One major variable, as the Deadline report says, is the time involved with the vaccination process. While just 46-percent of the people surveyed by Handler said they'd return to cinemas within three months, a staggering 72-percent of respondents said they'd be more comfortable with a six-month timeframe.

Another analyst — Michael Pachter of Wedbush Securities — hypothesizes the fourth quarter box office this year could end up grossing north of $2 billion. The same time period in 2019 ended up making exhibitors $2.9 billion.

"We view our current [fourth-quarter] estimate as conservative, assuming there will be massive pent-up demand for seeing movies with friends or dates out of the home once the public has been largely inoculated," Pachter writes.

A third analyst Deadline got a hold of — B. Riley's Eric Wold — shares a similar sentiment. While Pachter envisions a 10-percent drop from 2019 Q4 to 2021 Q4, Wold suggests a more optimistic eight-percent drop. Either way, all three suggest the box office will be firing on all cylinders in 2022.

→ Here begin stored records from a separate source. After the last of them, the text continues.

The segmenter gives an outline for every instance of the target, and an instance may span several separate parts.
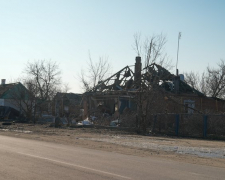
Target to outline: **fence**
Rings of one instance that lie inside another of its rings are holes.
[[[225,139],[225,115],[157,114],[146,126],[156,134]]]
[[[136,112],[124,113],[120,118],[121,127],[137,129]],[[102,117],[95,120],[95,125],[108,126],[112,120],[113,117]],[[155,134],[225,140],[224,114],[156,114],[146,117],[140,127]]]

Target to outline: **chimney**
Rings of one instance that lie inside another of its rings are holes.
[[[5,84],[5,81],[6,81],[6,79],[2,79],[1,85],[4,85]]]
[[[134,81],[137,84],[137,86],[140,87],[141,86],[141,69],[142,69],[141,57],[137,56],[135,60],[136,60],[136,63],[135,63],[135,70],[134,70]]]

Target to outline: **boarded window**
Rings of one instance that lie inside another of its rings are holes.
[[[192,100],[184,100],[184,112],[188,114],[193,114],[195,108],[195,101]]]

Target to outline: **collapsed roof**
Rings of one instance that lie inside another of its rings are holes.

"With the focus of the industry recovery shifted to [the second half of 2021] and 2022, we believe as long as companies have enough liquidity to make it to the fall/winter slate, then balance sheets become a relative non-event vs. moved stocks in the heart of the pandemic last year," Wold writes. "At this point, we are comfortable that each of the companies in our coverage universe has the appropriate liquidity—especially with the positive moves made by AMC to drive $900 million-plus in additional financing secured since mid-December and the upcoming opportunity to further de-lever the balance sheet."